Williams certainly figured out how to strut his stuff. Today, at 29, he is the chief executive officer of Questia Media, an online shortcut for other working-class kids who aspire to a first-rate education. With the help of Rod Canion, Questia’s board chairman and a cofounder of Compaq Computer, Williams has raised $151 million and launched what they call the world’s largest online library of books. It allows subscribers to search tens of thousands of scholarly books and articles for term-paper materials and automatically sets up the necessary footnotes and bibliography. For $19.95 a month, even the most isolated student gets access to the deep academic resources that in the world of bricks and mortar mark a top school.
If this had been just another dot-com in search of a business model, Williams might now be back in New York, pursuing the law career he put on hold. But he had impressive backing: among his directors are Kenneth Lay, chairman of Enron, and Terry Crane, vice president of education projects at AOL. More important, he had a pricing model that held out the prospect of steady revenues from repeat business. Questia is still growing, an occurrence full of lessons for those who want the Internet to prosper.
Successful entrepreneurs often recommend ignoring even the most sensible advice when it doesn’t feel right. That is what Williams did when he started Questia. He had transferred to Rice University and then got a law degree at Harvard, but researching cases was not his idea of fun. The notion of an online university library kept nagging at him. In 1998, four days after he graduated from law school, he tossed his luggage into his much-traveled Acura and drove to Houston. He thought the entrepreneurial climate in Texas and his Rice connections would yield the most capital for his venture.
He stayed in his car the first few nights, changing locations because the Houston police did not like to see an unshaven twentysomething running his engine in the McDonald’s lot to keep the AC going. Every night, dinner was spaghetti with a little butter and salt. After two weeks he found an apartment for $300 a month and furnished it with a white plastic chair from Kmart. There he sat, working the phone and his laptop, rolling off to sleep on the floor.
He pitched would-be investors nearly every day, got feedback and continually rewrote the business plan. Give it up, Williams was told. The publishers won’t give you the rights. Users won’t pay for anything on the Net. Go get a real job. After nine exhausting months of not listening to experts, he made a presentation to an investor group that included Canion. Within a month Canion was onboard.
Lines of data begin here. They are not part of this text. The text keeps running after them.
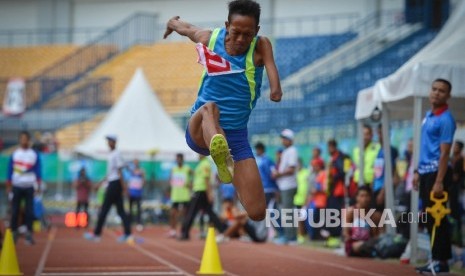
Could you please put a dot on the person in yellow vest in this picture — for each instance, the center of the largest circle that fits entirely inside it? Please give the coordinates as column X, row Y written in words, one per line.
column 300, row 198
column 201, row 199
column 180, row 182
column 370, row 153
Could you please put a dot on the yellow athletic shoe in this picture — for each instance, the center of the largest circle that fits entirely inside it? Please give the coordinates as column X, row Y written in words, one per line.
column 219, row 150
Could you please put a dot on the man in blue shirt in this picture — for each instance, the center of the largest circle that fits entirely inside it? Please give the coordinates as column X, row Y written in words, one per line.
column 434, row 173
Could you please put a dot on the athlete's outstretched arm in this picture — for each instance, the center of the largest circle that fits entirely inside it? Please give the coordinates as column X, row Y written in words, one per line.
column 266, row 51
column 194, row 33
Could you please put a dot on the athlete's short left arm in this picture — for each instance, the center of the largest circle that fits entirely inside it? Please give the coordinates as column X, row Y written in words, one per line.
column 266, row 51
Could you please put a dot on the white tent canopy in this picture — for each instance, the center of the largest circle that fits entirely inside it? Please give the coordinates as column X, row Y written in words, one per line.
column 404, row 94
column 141, row 125
column 442, row 58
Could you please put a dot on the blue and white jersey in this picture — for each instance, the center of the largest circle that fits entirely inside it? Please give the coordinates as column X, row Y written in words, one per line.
column 235, row 93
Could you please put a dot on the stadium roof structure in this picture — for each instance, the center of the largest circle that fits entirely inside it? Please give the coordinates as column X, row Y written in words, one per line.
column 404, row 95
column 144, row 129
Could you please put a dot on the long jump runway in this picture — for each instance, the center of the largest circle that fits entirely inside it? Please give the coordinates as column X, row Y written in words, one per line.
column 64, row 252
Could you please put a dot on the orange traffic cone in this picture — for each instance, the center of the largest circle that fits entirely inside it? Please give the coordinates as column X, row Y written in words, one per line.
column 211, row 263
column 8, row 261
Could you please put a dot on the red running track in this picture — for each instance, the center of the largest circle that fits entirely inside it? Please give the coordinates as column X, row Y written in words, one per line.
column 64, row 252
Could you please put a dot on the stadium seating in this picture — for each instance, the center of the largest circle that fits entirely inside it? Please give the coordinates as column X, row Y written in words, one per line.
column 29, row 61
column 294, row 53
column 333, row 103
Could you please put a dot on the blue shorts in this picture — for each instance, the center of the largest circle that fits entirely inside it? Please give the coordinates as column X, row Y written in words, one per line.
column 237, row 140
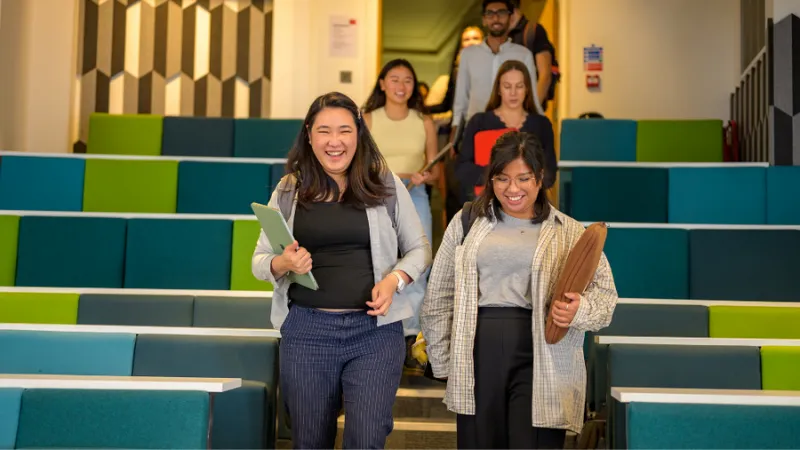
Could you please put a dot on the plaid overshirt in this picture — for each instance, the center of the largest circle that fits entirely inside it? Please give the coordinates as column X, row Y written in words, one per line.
column 450, row 311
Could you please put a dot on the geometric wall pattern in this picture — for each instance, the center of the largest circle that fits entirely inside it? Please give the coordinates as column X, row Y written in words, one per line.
column 786, row 84
column 203, row 58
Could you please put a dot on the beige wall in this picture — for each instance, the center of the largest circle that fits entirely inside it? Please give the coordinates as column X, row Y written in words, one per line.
column 302, row 68
column 37, row 50
column 662, row 59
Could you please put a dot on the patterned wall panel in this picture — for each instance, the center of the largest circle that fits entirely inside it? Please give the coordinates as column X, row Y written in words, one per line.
column 786, row 84
column 207, row 58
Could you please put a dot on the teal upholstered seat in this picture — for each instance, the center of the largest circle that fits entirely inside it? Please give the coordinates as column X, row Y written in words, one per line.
column 66, row 353
column 136, row 310
column 39, row 183
column 55, row 418
column 222, row 188
column 71, row 251
column 178, row 254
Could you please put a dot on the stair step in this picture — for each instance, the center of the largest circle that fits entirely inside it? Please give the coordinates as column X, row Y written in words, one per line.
column 415, row 434
column 423, row 403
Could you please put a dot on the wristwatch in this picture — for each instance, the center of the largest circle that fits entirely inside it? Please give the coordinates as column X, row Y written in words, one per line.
column 401, row 284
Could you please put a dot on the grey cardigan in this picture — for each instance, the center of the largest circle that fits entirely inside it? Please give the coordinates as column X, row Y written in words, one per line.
column 409, row 237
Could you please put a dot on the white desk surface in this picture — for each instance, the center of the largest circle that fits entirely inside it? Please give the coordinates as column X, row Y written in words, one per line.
column 654, row 340
column 183, row 331
column 118, row 383
column 706, row 396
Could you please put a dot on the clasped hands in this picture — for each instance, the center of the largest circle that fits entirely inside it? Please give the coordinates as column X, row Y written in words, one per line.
column 564, row 311
column 298, row 260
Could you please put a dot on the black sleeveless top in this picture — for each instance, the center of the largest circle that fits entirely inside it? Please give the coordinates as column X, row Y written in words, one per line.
column 337, row 236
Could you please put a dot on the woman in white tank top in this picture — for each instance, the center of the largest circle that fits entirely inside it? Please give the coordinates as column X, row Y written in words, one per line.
column 406, row 138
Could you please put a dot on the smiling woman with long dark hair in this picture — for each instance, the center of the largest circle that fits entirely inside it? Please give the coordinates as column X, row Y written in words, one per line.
column 406, row 137
column 351, row 217
column 488, row 296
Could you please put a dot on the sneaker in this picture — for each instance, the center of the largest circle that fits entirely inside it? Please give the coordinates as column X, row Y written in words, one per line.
column 412, row 367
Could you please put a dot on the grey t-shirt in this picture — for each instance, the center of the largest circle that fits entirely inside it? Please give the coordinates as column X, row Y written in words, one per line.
column 504, row 263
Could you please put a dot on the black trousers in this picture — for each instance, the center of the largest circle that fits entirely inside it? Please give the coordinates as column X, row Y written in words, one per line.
column 503, row 386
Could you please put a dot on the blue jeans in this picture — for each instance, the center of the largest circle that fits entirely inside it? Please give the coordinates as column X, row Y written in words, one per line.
column 416, row 291
column 327, row 357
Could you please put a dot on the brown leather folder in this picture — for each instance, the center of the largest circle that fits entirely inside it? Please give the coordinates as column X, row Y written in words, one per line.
column 578, row 272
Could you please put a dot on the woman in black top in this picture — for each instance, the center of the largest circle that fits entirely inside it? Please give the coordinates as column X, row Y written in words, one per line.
column 510, row 106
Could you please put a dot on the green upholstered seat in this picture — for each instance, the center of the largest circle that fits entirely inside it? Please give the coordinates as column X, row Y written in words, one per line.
column 640, row 320
column 783, row 195
column 759, row 265
column 761, row 322
column 198, row 136
column 178, row 254
column 232, row 312
column 9, row 236
column 43, row 184
column 9, row 417
column 66, row 353
column 598, row 140
column 125, row 134
column 253, row 359
column 130, row 186
column 56, row 418
column 619, row 194
column 245, row 236
column 38, row 307
column 689, row 426
column 265, row 138
column 136, row 310
column 679, row 141
column 780, row 367
column 676, row 366
column 718, row 195
column 71, row 251
column 222, row 188
column 649, row 263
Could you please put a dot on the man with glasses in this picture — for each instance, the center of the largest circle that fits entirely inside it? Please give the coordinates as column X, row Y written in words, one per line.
column 479, row 64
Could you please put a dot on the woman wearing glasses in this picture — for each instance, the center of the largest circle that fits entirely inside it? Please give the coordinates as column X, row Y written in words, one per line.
column 511, row 107
column 484, row 312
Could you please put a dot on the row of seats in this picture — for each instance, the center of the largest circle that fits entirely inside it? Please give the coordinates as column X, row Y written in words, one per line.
column 31, row 183
column 643, row 140
column 243, row 417
column 706, row 195
column 717, row 422
column 688, row 321
column 105, row 252
column 166, row 310
column 153, row 135
column 84, row 418
column 748, row 367
column 216, row 254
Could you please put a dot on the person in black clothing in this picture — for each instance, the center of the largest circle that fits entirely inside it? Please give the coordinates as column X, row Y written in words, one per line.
column 510, row 106
column 533, row 36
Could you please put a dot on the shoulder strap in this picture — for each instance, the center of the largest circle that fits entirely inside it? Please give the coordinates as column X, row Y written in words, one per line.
column 466, row 219
column 286, row 188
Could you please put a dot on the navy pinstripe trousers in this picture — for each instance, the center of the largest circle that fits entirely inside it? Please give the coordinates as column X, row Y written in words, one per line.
column 327, row 358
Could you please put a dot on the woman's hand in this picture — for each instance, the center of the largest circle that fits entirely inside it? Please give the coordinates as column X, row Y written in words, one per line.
column 294, row 259
column 564, row 311
column 382, row 296
column 420, row 178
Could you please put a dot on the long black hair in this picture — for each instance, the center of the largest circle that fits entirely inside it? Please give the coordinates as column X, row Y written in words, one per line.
column 508, row 148
column 377, row 99
column 367, row 171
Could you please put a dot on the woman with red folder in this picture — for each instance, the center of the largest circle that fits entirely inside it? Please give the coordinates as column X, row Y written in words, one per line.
column 511, row 107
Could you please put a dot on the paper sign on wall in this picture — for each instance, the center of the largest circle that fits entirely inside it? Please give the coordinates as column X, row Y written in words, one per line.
column 593, row 59
column 343, row 37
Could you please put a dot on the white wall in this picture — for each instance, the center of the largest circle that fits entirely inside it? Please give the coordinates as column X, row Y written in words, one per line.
column 662, row 59
column 302, row 68
column 37, row 63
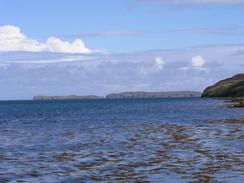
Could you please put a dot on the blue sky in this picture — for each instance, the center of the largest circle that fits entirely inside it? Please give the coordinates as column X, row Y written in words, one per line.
column 159, row 24
column 111, row 46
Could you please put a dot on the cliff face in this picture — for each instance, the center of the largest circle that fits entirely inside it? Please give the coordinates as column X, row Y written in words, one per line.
column 153, row 95
column 230, row 87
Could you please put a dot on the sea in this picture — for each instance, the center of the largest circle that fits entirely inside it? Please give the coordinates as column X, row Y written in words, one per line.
column 121, row 140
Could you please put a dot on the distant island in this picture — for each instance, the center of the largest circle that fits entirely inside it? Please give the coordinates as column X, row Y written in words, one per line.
column 69, row 97
column 124, row 95
column 173, row 94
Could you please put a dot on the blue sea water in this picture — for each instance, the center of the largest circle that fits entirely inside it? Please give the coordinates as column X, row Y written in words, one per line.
column 144, row 140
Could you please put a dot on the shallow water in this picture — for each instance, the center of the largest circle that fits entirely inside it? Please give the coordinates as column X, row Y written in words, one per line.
column 146, row 140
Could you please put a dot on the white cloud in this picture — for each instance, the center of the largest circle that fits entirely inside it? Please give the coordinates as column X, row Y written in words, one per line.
column 159, row 63
column 197, row 61
column 12, row 39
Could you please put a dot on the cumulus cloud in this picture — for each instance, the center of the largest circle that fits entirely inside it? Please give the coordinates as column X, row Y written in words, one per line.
column 12, row 39
column 197, row 2
column 159, row 63
column 197, row 61
column 55, row 73
column 115, row 33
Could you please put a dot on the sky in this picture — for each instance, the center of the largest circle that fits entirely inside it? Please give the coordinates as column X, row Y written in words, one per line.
column 99, row 47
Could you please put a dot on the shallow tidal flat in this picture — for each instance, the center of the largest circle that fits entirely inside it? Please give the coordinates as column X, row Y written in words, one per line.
column 116, row 150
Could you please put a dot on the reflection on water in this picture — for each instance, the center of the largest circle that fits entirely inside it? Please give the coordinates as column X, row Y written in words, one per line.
column 76, row 146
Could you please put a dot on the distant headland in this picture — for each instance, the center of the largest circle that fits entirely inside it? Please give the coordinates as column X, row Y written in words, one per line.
column 124, row 95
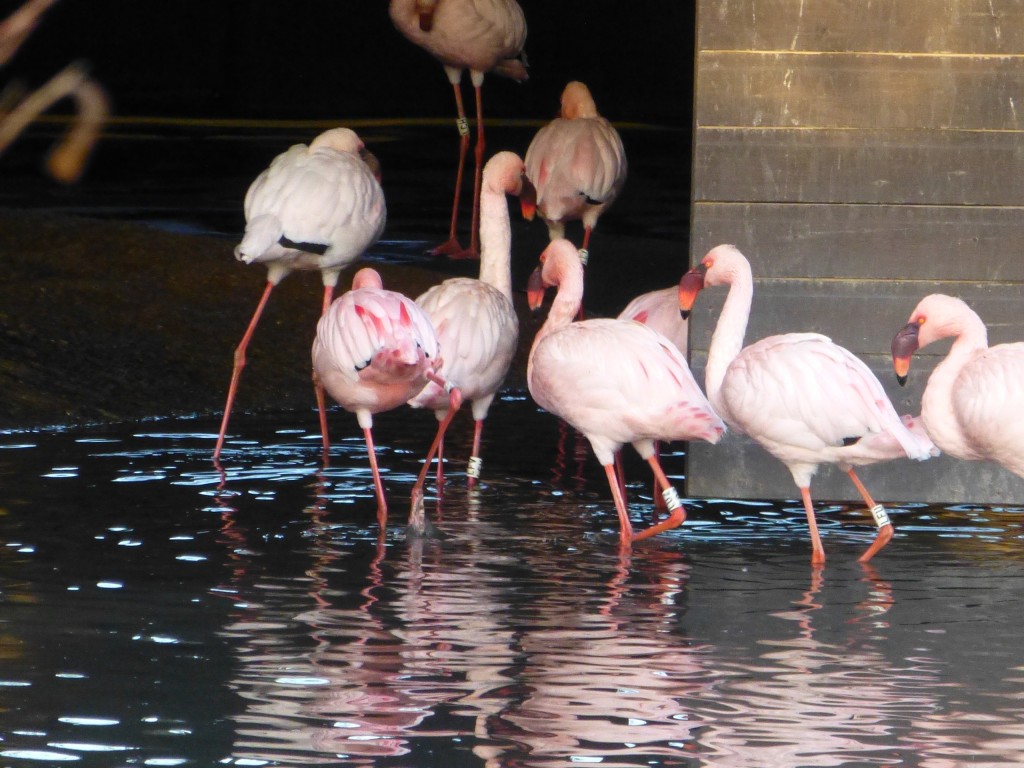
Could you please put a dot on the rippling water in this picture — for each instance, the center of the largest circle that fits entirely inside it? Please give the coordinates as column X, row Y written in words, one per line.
column 155, row 612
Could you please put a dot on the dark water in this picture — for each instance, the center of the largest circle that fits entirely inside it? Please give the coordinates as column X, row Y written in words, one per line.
column 156, row 613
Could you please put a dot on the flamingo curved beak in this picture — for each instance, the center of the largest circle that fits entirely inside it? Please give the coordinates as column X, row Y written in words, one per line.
column 904, row 344
column 689, row 286
column 535, row 289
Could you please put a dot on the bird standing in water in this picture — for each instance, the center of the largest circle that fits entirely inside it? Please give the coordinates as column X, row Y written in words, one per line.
column 806, row 400
column 482, row 36
column 973, row 402
column 375, row 349
column 316, row 207
column 615, row 381
column 577, row 164
column 475, row 322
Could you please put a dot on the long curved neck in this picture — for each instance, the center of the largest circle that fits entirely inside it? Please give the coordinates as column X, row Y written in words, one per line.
column 727, row 340
column 496, row 241
column 563, row 309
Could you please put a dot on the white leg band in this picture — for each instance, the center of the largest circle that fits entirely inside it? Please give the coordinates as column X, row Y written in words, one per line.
column 881, row 516
column 671, row 499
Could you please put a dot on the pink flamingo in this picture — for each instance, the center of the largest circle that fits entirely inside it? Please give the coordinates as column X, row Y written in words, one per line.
column 974, row 397
column 475, row 322
column 805, row 399
column 615, row 381
column 374, row 350
column 481, row 36
column 315, row 207
column 578, row 165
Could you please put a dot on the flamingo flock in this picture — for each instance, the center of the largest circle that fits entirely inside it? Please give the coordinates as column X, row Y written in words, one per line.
column 806, row 400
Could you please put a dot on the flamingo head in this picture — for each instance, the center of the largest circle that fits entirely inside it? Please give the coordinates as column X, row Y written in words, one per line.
column 689, row 286
column 905, row 342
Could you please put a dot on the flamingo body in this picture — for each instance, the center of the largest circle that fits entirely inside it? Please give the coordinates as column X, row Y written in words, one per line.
column 974, row 397
column 315, row 207
column 806, row 400
column 481, row 36
column 474, row 318
column 577, row 163
column 615, row 381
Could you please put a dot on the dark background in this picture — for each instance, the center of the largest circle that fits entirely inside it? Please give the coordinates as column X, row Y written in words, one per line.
column 306, row 59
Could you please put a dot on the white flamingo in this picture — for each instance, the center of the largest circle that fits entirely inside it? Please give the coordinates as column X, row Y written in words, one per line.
column 475, row 321
column 482, row 36
column 316, row 207
column 975, row 396
column 806, row 400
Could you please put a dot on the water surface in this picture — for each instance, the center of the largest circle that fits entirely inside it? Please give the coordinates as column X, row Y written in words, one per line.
column 158, row 612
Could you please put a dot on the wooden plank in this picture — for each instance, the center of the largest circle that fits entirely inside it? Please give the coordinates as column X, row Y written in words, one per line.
column 928, row 26
column 862, row 167
column 861, row 315
column 924, row 243
column 858, row 90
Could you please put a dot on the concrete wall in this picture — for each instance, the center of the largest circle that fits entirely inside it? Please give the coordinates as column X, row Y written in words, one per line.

In January, Questia launched its service with 35,000 books and articles. Today the number is more than 65,000, and growing. The dot-com collapse did not kill Questia, but Williams had to slow the rate at which he could purchase rights and plug words into his system. He also laid off half of Questia’s 280 employees.
Williams says he will survive because he has a pure online product. He has no inventory to worry about. The documents go to the customer online, a page at a time. He plans to use profits, not new investment, to grow. Going public is still some way off. The company has not yet disclosed how many subscribers it has, which analysts say is the key statistic. “In a purely conceptual way, it is a very appealing venture,’’ says Dan O’Brien, a senior analyst with Forrester Research.
Williams promises to achieve positive cash flow by next year. He says he doesn’t see how he can lose. Colleges are happy to see student papers improve. And publishers get a share of Questia’s revenue per page. “There is nothing like this online,” he says. “This is not a fad.”
Demographers and university adminis-trators say college and graduate-school enrollments will continue to increase, particularly if the economy remains weak. For their $20 a month, students can go as deep into Williams’s Web site as they want, no matter where they go to college, no matter what their parents did for a living, no matter who thinks they have no chance for success.